Debiut Żeromskiego ma miejsce w 1882 roku w „Tygodniku Mód i Powieści”. Wydaje tam swój wiersz „Pragnienie”. Mimo że słynnym poetą Żeromski nigdy nie został i zasłynął bardziej jako pisarz, dramaturg i społecznik, to warto pamiętać, że właśnie poezją debiutował.
Życie jednak Żeromskiego nie oszczędzało. Pasja do literatury nie pozwalała przez długi czas rozwiązać podstawowych problemów finansowych, do których doszły jeszcze problemy ze zdrowiem. To wszystko razem sprawiło, że Żeromski nie miał szans, by podejść do matury. Nie udało się to, więc przeniósł się do Warszawy w poszukiwaniu lepszego życia. Tam podjął edukację w Szkole Weterynaryjnej, choć nie jest to jego wielka pasja. Po dwóch latach porzuca więc i tę szkołę. Żywo natomiast odpowiada na możliwość samokształcenia się w ramach tajnych kółek i organizacji oświatowych. Te z kolei otwierają mu drogą do spotkania z ruchem socjalistycznym i komunistycznym, który coraz silniej zaczyna rozwijać się w Polsce.

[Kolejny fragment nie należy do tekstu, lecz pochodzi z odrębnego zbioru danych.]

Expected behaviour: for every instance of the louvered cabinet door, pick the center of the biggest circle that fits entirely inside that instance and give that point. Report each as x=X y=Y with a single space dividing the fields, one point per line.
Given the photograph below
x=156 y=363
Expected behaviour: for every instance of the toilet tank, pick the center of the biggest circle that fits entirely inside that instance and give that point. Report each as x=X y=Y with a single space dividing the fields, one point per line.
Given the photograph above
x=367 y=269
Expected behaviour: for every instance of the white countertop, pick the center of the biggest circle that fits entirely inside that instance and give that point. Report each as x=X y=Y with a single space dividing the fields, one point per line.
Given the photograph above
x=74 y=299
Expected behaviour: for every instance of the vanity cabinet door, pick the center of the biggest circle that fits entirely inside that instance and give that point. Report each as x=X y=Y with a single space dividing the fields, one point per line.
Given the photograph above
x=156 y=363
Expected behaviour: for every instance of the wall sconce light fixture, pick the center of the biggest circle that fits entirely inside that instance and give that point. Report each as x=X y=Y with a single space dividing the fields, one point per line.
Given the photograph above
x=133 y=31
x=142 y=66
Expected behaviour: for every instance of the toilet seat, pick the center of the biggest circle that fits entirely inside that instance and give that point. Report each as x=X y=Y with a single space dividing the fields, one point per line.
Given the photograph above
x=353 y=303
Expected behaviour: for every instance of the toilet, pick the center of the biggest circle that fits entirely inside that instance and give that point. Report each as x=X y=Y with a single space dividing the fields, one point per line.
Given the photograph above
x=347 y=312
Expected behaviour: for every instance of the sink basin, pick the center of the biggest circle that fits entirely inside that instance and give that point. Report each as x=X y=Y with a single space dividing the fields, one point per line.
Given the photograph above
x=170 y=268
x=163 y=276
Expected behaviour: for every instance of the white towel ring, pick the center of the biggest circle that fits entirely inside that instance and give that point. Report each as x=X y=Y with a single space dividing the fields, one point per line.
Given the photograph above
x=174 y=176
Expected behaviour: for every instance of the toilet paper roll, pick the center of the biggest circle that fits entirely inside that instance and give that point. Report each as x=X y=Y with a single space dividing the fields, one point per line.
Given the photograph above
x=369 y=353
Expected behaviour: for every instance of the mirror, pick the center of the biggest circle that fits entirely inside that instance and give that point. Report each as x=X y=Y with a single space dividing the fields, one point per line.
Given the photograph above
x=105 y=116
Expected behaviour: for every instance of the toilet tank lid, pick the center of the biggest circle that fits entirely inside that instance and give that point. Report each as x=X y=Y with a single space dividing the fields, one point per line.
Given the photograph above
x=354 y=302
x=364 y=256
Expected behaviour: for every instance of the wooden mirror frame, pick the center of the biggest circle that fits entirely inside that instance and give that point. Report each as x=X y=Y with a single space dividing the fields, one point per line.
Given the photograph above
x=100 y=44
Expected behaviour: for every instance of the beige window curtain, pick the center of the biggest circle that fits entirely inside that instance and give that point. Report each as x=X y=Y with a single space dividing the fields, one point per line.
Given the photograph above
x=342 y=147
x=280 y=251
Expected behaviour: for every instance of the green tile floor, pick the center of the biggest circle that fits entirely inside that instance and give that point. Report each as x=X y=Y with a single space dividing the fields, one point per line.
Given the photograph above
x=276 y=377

Nadal utrzymuje się przede wszystkim z korepetycji między innymi tych udzielanych synowi Andrzeja Rzążewskiego, który zostanie jednym z jego pierwszych opiekunów. Zaczyna publikować w „Głosie” i „Tygodniku Powszechnym”, najczęściej pod pseudonimem. Te zaś zmienia, podpisując się jako: Iksmoreż, Józef Katerla, Maurycy Zych.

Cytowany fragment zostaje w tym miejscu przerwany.